Depuis quand les animaux se déguisent-ils en plantes pour échapper à leurs prédateurs ?

Africa-Press – Côte d’Ivoire. Cela fait plus de 260 millions d’années que des insectes pratiquent le mimétisme, grâce auquel ils se font passer pour d’autres animaux ou pour des plantes.

Comprendre l’origine et l’évolution des insectes, c’est comprendre notre planète afin d’anticiper son avenir et ceux des écosystèmes qui la compose, où les insectes doivent pouvoir continuer à évoluer. Même si certains insectes, notamment les espèces invasives, peuvent nous déranger ou nous dégoûter, ils participent au fonctionnement des écosystèmes en prenant part aux chaînes alimentaires des territoires qu’iles investissent. Pour comprendre ces mystérieux insectes, la mise en place de leur « mégadiversité » et leur stratégies d’évitement de leurs prédateurs, nous nous penchons sur leur évolution.

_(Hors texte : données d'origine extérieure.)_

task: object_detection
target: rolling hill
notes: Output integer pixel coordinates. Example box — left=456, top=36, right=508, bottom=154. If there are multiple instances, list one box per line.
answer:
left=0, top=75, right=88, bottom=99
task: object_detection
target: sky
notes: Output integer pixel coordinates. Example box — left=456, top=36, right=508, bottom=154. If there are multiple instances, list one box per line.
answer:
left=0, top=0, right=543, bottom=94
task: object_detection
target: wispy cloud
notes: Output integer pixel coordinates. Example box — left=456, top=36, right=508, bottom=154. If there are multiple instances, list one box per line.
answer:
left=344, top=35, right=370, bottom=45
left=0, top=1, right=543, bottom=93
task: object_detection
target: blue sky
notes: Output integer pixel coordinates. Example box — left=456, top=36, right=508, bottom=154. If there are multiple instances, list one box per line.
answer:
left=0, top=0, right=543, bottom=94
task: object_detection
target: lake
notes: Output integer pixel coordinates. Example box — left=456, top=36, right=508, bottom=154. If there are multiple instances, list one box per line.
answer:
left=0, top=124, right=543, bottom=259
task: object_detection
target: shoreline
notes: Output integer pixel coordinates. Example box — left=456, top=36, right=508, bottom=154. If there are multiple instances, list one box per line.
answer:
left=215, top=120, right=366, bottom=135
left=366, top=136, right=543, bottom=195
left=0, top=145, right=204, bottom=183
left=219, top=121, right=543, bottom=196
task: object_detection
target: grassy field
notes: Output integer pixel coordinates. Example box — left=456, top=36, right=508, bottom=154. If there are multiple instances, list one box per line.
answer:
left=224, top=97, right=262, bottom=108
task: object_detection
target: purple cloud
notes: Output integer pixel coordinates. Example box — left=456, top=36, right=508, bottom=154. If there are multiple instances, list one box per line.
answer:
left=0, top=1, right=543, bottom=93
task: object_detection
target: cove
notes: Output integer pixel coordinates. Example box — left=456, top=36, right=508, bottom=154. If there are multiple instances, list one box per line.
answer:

En France, au nord de Nice, d’épaisses roches rouges forment un ensemble de montagnes et de gorges spectaculaires : les gorges du Cians et de Daluis. Ces roches compactes, gréseuses, datent du « Permien », une époque qui a accueilli des grands amphibiens et grands reptiles, certains ancêtres des dinosaures… ainsi que de nombreux insectes, déjà avec de multiples lignées.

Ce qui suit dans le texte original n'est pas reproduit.